6. In your Identity Provisioning tenant, navigate to your SAP BTP XS Advanced UAA target system, tab Properties, and define the group prefix you used for the display name. In our example, this is: xsuaa.group.prefix= CloudALM_.

   

7. After your source and target systems are configured and enabled, you can now execute the Read Job. To do so, in your Identity Provisioning tenant, navigate to your Identity Authentication source system, tab Jobs.

   Usually you want to schedule this job permanently so that later changes to the groups and their members are provisioned to your BTP subaccount and thus also to SAP Cloud ALM.

   

8. Check the result of the provisioning job. If any errors occur, investigate them and fix them. Some users or groups might not be provisioned, if they are reported as failed. To have them provisioned to SAP BTP XS Advanced UAA with proper authorizations, you have to fix the errors first.

   

9. Go to the SAP BTP Cockpit of your BTP subaccount, and select Security -> Role Collections in the navigation bar. The members of the role collection you’ve just created as a group in your Identity Authentication tenant are updated.

   

That’s it! If you now create groups in your Identity Authentication tenant with your chosen prefix and the name of a role collection, assign users to these groups and wait for the next scheduled provisioning job, then the role collections and their members are updated in your BTP subaccount and SAP Cloud ALM, respectively.

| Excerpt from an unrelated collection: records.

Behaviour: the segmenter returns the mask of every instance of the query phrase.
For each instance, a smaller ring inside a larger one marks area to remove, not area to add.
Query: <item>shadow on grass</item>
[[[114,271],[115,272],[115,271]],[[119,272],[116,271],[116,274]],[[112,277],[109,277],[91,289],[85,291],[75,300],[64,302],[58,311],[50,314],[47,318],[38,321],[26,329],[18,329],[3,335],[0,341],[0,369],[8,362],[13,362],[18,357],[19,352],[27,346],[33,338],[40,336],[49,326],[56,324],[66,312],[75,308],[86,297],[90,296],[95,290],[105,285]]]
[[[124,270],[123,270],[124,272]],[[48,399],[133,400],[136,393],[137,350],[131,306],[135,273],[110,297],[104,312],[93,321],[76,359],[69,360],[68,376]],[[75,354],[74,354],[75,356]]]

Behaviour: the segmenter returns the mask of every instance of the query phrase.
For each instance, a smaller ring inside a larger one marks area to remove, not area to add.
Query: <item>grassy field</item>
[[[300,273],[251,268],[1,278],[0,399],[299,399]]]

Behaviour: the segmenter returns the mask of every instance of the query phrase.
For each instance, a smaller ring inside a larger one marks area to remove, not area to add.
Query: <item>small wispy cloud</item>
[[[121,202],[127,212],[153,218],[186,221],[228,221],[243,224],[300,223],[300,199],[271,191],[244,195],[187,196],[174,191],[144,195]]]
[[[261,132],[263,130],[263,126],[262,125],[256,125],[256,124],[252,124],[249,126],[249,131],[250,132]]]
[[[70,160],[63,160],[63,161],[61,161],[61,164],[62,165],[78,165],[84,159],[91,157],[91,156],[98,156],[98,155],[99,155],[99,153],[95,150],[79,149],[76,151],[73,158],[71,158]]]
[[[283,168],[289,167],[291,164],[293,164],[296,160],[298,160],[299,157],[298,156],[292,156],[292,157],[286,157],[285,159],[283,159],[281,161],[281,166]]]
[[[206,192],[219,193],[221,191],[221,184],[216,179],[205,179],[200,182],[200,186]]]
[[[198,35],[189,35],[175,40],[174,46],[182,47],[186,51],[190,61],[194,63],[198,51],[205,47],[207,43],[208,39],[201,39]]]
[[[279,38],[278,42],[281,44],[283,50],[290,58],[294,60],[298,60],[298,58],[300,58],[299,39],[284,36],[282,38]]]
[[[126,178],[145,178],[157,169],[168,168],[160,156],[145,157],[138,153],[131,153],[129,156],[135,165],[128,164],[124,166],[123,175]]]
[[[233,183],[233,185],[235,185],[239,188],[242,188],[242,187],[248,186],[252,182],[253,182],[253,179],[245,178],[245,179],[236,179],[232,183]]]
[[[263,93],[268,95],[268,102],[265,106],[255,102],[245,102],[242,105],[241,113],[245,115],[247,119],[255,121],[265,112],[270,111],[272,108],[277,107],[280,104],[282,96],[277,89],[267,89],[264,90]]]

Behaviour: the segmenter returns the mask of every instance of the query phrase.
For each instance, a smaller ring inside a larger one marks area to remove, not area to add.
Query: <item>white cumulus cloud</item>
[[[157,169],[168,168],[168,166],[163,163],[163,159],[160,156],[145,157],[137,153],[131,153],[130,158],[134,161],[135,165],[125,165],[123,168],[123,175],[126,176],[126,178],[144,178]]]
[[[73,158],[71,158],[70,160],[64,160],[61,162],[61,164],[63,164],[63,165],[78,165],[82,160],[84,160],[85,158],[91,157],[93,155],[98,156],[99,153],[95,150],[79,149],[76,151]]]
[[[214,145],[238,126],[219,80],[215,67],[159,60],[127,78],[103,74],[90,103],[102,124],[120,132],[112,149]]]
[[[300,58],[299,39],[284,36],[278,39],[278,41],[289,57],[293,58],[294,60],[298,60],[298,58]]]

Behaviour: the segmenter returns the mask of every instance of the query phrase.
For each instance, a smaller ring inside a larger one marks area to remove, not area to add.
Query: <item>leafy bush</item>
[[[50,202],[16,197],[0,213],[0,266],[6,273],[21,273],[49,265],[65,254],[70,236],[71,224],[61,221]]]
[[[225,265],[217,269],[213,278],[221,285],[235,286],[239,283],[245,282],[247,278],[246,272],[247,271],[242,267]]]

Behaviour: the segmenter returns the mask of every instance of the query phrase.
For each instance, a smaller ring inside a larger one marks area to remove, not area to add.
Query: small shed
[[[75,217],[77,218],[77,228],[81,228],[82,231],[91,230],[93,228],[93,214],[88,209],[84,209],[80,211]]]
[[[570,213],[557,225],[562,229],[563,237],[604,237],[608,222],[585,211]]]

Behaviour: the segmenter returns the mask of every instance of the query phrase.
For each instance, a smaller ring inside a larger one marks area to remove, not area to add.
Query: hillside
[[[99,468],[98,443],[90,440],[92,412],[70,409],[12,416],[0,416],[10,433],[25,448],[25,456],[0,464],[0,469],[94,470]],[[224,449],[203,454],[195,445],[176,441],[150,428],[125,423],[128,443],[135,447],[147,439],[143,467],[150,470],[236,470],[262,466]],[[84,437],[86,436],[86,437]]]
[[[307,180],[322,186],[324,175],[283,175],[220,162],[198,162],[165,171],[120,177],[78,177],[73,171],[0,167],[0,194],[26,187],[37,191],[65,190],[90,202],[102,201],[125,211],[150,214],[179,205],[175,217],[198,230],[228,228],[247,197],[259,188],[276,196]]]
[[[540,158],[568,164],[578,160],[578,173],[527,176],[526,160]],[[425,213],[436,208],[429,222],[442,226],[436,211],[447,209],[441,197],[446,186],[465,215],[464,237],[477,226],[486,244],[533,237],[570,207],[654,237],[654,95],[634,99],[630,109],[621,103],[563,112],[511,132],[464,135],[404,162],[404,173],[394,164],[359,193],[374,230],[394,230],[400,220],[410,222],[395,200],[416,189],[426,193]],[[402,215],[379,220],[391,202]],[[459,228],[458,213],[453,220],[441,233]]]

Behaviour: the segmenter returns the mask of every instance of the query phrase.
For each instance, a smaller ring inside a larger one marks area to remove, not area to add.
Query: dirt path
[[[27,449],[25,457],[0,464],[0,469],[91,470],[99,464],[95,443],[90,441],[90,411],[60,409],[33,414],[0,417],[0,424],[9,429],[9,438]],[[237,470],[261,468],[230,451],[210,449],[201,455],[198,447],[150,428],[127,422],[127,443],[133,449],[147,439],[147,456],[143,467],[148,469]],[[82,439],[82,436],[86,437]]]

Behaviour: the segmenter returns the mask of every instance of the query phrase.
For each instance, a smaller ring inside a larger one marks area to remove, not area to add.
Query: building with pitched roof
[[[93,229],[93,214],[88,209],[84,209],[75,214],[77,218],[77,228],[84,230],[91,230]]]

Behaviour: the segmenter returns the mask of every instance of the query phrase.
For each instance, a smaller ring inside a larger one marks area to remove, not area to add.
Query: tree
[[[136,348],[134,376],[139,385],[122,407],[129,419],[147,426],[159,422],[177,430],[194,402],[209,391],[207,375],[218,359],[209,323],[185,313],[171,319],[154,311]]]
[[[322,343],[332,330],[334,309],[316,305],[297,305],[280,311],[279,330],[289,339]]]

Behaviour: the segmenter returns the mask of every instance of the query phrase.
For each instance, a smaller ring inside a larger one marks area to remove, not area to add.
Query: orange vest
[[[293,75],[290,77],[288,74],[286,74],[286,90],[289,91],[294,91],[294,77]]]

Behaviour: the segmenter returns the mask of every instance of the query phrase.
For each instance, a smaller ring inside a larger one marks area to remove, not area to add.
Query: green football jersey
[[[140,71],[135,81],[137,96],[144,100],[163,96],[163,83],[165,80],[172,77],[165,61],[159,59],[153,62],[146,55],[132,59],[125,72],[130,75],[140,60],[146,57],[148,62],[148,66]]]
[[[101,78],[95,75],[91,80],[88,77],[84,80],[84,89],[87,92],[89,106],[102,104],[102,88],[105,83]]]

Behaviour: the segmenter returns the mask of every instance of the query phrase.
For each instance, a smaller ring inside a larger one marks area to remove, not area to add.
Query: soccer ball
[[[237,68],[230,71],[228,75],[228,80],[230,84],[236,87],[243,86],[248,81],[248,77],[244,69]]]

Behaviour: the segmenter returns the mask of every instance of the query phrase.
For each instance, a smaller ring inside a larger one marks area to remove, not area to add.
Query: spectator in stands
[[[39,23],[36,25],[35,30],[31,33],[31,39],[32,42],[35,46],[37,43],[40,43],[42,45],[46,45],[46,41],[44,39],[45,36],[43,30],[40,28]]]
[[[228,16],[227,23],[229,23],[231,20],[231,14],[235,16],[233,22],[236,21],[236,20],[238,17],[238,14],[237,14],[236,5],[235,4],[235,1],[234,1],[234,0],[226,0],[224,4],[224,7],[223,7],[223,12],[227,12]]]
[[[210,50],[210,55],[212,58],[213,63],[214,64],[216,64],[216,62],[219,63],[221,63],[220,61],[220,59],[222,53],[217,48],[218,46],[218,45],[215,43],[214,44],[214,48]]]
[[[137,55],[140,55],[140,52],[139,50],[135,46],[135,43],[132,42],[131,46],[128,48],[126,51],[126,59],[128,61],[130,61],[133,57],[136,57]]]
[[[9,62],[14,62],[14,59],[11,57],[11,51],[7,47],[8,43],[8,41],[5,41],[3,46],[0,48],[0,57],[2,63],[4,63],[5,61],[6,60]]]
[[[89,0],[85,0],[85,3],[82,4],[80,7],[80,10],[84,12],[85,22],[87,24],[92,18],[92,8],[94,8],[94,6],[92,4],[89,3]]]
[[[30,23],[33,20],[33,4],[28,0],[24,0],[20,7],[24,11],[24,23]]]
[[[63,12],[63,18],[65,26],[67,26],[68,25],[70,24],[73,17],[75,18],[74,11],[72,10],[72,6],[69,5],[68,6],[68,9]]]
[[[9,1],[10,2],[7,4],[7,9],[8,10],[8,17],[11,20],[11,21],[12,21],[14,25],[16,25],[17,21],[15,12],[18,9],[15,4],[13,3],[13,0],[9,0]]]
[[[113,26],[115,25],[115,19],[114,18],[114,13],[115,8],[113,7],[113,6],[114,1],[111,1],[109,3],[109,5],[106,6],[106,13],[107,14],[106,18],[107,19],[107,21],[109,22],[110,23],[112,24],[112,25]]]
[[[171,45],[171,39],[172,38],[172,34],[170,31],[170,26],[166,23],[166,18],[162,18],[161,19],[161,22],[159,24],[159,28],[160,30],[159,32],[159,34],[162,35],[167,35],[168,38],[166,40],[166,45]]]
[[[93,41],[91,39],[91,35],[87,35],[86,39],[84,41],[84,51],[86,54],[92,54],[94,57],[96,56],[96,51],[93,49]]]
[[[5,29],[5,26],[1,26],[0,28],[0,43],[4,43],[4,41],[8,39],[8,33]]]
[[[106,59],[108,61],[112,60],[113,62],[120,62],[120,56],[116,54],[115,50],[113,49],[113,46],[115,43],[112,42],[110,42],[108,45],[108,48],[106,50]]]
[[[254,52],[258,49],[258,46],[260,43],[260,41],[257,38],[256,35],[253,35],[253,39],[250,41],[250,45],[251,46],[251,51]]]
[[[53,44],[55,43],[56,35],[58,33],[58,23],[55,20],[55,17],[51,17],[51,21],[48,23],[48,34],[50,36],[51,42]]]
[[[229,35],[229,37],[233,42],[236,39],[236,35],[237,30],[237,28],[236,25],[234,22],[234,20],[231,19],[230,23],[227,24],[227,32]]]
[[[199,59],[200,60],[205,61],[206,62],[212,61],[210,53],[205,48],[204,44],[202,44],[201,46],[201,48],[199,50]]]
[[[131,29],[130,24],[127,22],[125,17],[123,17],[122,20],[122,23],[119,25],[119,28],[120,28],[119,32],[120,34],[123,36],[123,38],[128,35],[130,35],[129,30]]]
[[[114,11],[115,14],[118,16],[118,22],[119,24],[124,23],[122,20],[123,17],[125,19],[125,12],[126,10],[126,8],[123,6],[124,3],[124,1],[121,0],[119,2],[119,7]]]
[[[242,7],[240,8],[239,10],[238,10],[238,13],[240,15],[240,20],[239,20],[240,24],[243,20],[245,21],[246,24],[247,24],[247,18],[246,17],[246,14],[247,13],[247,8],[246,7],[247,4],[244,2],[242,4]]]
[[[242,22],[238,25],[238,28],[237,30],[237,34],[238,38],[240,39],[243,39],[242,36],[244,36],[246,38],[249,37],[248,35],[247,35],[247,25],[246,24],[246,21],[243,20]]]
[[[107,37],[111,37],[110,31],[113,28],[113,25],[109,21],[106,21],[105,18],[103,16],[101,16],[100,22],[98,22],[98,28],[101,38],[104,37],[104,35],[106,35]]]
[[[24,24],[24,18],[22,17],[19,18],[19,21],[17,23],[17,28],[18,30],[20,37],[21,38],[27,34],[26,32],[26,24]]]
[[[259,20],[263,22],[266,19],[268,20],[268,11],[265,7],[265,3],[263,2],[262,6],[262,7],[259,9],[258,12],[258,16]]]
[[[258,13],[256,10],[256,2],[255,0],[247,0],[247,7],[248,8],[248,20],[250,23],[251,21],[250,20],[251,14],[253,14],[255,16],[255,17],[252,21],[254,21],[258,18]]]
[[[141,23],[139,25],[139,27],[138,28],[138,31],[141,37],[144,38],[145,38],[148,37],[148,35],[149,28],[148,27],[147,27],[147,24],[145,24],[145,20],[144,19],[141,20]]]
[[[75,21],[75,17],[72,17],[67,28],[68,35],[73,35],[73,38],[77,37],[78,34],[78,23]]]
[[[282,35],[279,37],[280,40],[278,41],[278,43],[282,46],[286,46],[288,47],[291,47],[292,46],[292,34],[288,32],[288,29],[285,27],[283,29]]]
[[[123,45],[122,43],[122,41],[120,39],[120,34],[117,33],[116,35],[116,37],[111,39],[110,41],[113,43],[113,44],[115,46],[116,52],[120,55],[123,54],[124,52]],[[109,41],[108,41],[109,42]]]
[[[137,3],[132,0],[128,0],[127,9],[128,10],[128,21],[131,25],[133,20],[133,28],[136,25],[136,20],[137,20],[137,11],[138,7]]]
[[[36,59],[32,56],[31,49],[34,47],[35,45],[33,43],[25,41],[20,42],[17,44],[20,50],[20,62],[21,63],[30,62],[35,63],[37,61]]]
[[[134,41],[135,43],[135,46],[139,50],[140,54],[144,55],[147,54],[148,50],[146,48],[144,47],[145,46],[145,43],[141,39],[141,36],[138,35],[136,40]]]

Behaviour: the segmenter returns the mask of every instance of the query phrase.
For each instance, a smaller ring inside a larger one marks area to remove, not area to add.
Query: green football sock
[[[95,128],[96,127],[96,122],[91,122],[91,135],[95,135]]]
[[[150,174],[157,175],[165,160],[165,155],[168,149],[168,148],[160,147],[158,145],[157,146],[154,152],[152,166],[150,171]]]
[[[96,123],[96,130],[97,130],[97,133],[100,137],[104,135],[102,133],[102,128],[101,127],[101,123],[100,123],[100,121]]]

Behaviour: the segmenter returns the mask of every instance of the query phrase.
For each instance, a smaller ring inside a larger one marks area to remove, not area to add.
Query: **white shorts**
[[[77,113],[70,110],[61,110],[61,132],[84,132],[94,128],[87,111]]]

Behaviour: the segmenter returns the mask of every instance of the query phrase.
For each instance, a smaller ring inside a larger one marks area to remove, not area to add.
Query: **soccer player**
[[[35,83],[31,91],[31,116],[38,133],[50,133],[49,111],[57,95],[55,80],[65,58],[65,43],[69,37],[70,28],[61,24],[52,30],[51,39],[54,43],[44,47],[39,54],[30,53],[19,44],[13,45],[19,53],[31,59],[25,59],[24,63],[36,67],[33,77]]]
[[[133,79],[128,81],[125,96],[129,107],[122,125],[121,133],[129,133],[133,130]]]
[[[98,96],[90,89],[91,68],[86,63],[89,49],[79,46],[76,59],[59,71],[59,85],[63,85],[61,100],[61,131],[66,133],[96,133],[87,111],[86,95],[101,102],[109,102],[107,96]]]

There’s just one thing you should keep in mind: If you delete such a group from your Identity Authentication tenant, the lastly provisioned users in the corresponding role collection in the BTP subaccount are preserved as members of the role collection. So better don't delete such a group at all.

However, if you must, first remove all its members, then let the next job run provision the group to the target system, so that it is updated. Make sure that the role collection has no more members in the BTP subaccount, before you remove the group from Identity Authentication tenant.